Yoongi berdecak sebal. Dasar God of Destruction, baru dipinjami headphone saja sudah rusak. Yoongi jadi harus kembali ke dorm untuk mengambil headphone baru, 'kan? Oh, Yoongi bahkan merasa malas untuk mengangkat bokongnya dari kursi kerjanya sekarang. Apa dia harus kembali ke dorm hanya demi sebuah headphone?

Yoongi mengambil ponselnya, menghubungi Jimin saat ini dan meminta tolong - menyuruh bocah itu untuk membawakan headphonenya mungkin bukan ide buruk. Lagipula dirinya bisa meminta Jimin membawakan beberapa makanan juga, Yoongi belum mengisi perutnya seharian, ngomong-ngomong.

Sudah sepuluh nada sambung yang Yoongi dengar, tetapi Jimin masih belum mengangkat panggilan Yoongi. Setelah tiga panggilan, Yoongi memutuskan untuk menyerah. Mungkin Jimin sedang tidur atau tidak memegang ponselnya.

"Mungkin kau memang harus menghirup sedikit udara segar, Suga," bisiknya pada dirinya sendiri. Yoongi pun memutuskan untuk kembali ke dorm sendiri dan berjalan-jalan kecil demi kesehatan fungsi otaknya. Setelah mengambil jaketnya, Yoongi meninggalkan studio mungilnya.

.

.

.

"Aku pulang," Yoongi melepas sepatunya dan menaruhnya asal. Toh dia tidak akan lama disini.

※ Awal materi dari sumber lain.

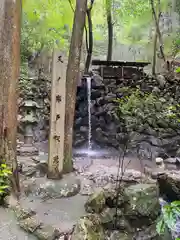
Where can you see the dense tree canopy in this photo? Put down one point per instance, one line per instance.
(48, 23)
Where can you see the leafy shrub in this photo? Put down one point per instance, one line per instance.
(4, 180)
(170, 219)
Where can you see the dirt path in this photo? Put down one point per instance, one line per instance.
(9, 230)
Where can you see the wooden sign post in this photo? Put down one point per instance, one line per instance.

Setelah mengambil headphonenya dan sedikit mencomot masakan Seokjin, Yoongi berniat kembali mendekam di studio mungilnya.

"Oh, selamat datang, hyung," Taehyung yang sedang bergelung manja didekapan Hoseok di ruang tengah menolehkan kepalanya kearah Yoongi. "Lagumu sudah selesai, Suga hyung?" kali ini Hoseok yang bertanya kepada Yoongi, mengingat semalam Yoongi berkata lagunya sudah hampir selesai. Hanya perlu sentuhan akhir dibeberapa bagian.

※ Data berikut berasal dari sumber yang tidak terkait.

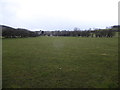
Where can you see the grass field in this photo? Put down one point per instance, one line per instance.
(60, 62)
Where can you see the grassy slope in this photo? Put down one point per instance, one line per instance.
(60, 62)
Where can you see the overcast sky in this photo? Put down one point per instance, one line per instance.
(58, 14)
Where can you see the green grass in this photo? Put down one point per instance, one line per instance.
(60, 62)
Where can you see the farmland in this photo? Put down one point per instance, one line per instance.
(60, 62)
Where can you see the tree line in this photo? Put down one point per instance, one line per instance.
(9, 32)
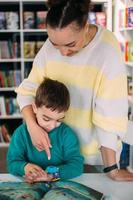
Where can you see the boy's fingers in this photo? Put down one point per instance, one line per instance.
(48, 140)
(48, 153)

Yoongi hanya menggeleng dan melenggang kearah kamarnya dan Seokjin. "Headphoneku rusak setelah dipinjam Namjoon, jadi aku mengambil headphone yang baru."

Kedua sejoli yang berada di ruang tengah itu hanya mangut-mangut mengerti. Mungkin setelah ini mereka akan mendengar rengekan tidak terima Namjoon setelah mendapat amukan Yoongi.

"Ah, Yoongi hyung, Jimin tidak bersamamu?" tanya Taehyung saat menyadari Jimin tidak mengekori Yoongi hari ini. Yoongi yang sedang berjalan kearah dapur untuk melancarkan misi mencari makannya hanya menaikan sebelah alisnya bingung.

"Jimin? Tidak, dia bahkan tidak mengunjungiku sejak kemarin. Kukira dia sedang bersenang-senang dengan kalian di dorm."

"Tidak, hyung. Malahan Jimin tidak bersama kami sejak kemarin. Dia keluar saat siang hari dengan ranselnya dan belum kembali sama sekali sampai sekarang. Kupikir dia menginap bersamamu di studio seperti biasa," jelas Taehyung panjang lebar yang sukses membuat Yoongi mengehentikan acara mencomot-masakan-Seokjinnya.

"Ponselnya juga tidak bisa dihubungi, hyung. Tadinya Seokjin hyung ingin menyuruh Jimin pulang membawakan beberapa makanan untukmu. Seokjin hyung bahan sengaja memasak lebih banyak karena dia tahu kau pasti lupa dengan jadwal makanmu kalau sudah berdiam didalam studio. Tapi Jimin sama sekali tidak mengangkat panggilanku atau membalas pesan yang aku tinggalkan."

Kemana perginya bocah bantet itu. Pergi dari dorm begitu saja, tidak pulang seharian, tidah meninggalkan kabar, tidak datang mengunjungi Yoongi, bahkan sekarang ponselnya tidak bisa dihubungi sama sekali. Bagus sekali Park Jimin, bocah kurang ajar sepertimu berhasil membuat Yoongi menjadi sangat-ekhem-cemas-ekhem padamu.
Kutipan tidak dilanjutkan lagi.